Practice guitars and accessories are acquired through community donations, with the greatest ongoing needs being strings, tuners and soft-sided gig bags. Donations to the national chapter are used to support all the chapters, as well as to purchase the new guitars and gig bags for each of the graduates.

Swartz says the group is practicing for a performance later this month for the Geyserville Kiwanis Club, one of their biggest supporters. About five or six of the musicians perform for the club twice a year.

Frank Blount is looking forward to performing on stage again. The 69-year old Army veteran believes the music adds a creative element to the bond the group already has because of their past military service.

“I enjoy playing for the Kiwanis because of the camaraderie and the success of completing the performance after so much work, not to mention the uplifting feeling, the gratification the audience gives us.”

The Santa Rosa program currently has three students and about 10 musicians who participate regularly in the jams. Between six and 10 students graduate each year.

Patrick Hafner, 59, is their latest success story, having completed all 10 lessons and graduating in late September. The Air Force veteran says he was uncertain about getting involved at first, but once he got started, he was hooked.

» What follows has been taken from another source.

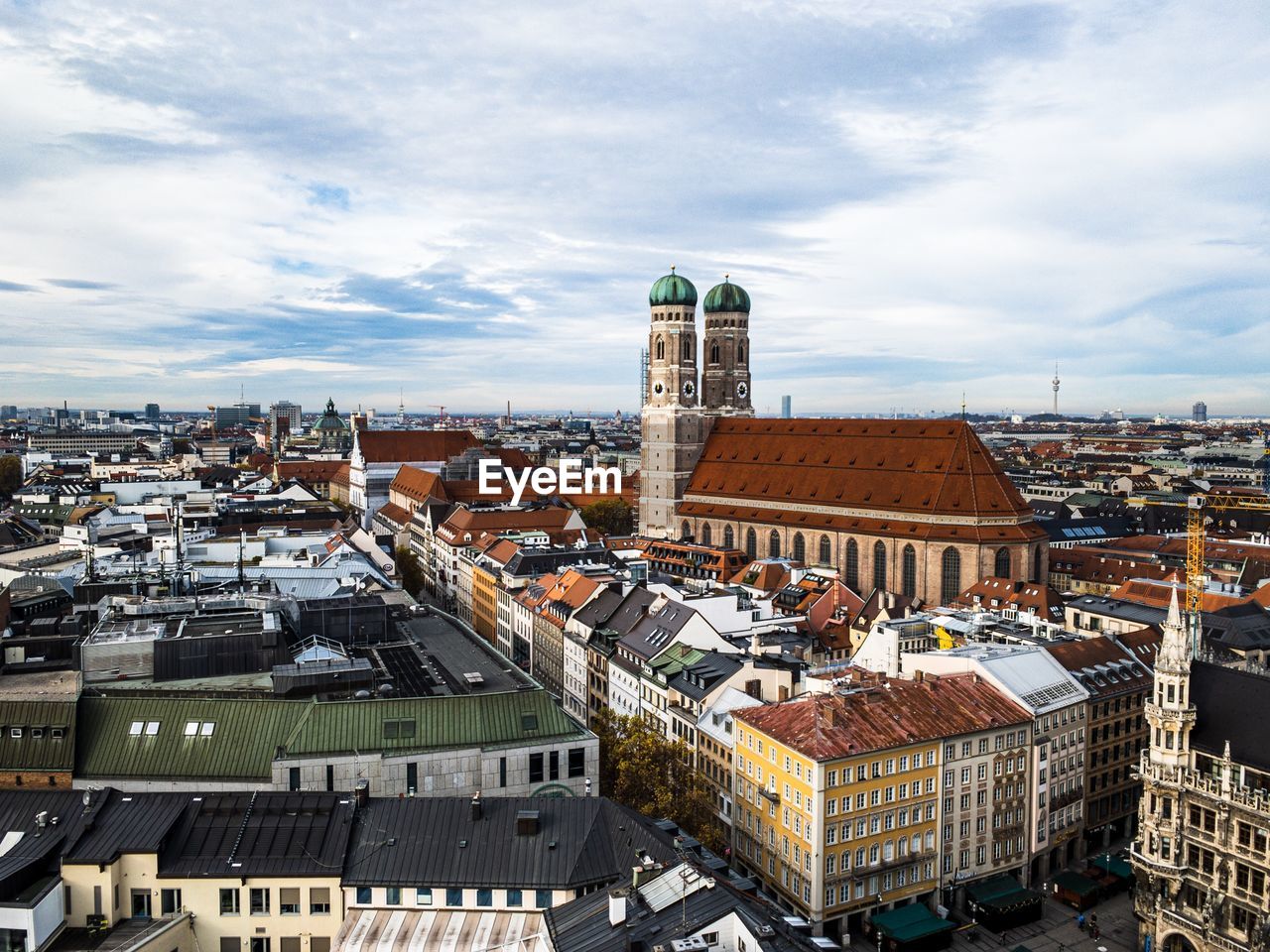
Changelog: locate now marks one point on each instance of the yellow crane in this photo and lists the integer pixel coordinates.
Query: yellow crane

For Hafner, the impact of this program has been life changing.

“It gave me back a sense of accomplishment, success and belonging to something that matters,” he said. “With so many veteran suicides per day nationwide, any program that can provide this kind of inspiration is invaluable.”

Swartz says the instructors have worked magic, not only in teaching guitar but also in meeting students where they are and in the caring and encouragement they share. She has many wonderful stories.

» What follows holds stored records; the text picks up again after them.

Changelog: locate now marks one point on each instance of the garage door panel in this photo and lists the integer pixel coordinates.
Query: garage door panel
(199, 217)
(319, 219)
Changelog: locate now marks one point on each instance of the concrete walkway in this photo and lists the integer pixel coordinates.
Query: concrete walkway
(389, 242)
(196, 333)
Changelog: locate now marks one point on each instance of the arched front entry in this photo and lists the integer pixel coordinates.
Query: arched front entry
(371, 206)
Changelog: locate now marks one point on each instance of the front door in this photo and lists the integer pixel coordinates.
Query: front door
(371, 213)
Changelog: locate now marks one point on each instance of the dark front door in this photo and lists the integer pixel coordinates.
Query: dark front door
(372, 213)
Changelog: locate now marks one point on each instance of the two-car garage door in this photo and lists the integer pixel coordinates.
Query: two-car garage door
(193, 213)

“I’ve seen veterans who literally could not connect with anyone, who struggled to finish what they start, show up like clockwork every single week for their instructor and graduate the program. I have personally seen some who have gotten sober during this time and still others who have gotten off the streets.

“One veteran we lost to cancer two years ago was an amazing guitar player. All he wanted in his life was to perform again. He was able to perform with us, literally, three days before he lost his hearing and vision and went to the hospital for what would be the last time.

“We had a student with severe PTSD and a traumatic brain injury who began by just being able to play guitar lead in pieces of songs. He had a difficult time focusing and trusting enough to even to complete a conversation. After 10 weeks, he graduated and was able to sing a song he wrote and play all of the chords from the very beginning to the very end.”

The only rule Swartz had when starting the program was that it had to be a safe place to play, whether the playing was good or whether it was not so good. It had to be safe for musicians to come with whatever illness, loss, grief, disability or trouble they lived with on a daily basis.

“In a group in which I promised they’d never have to talk, they talk. They love each other. They belong. They invite others to belong. When they’re not looking, sometimes the love and connectedness in the room makes me cry. We are family,” she concluded.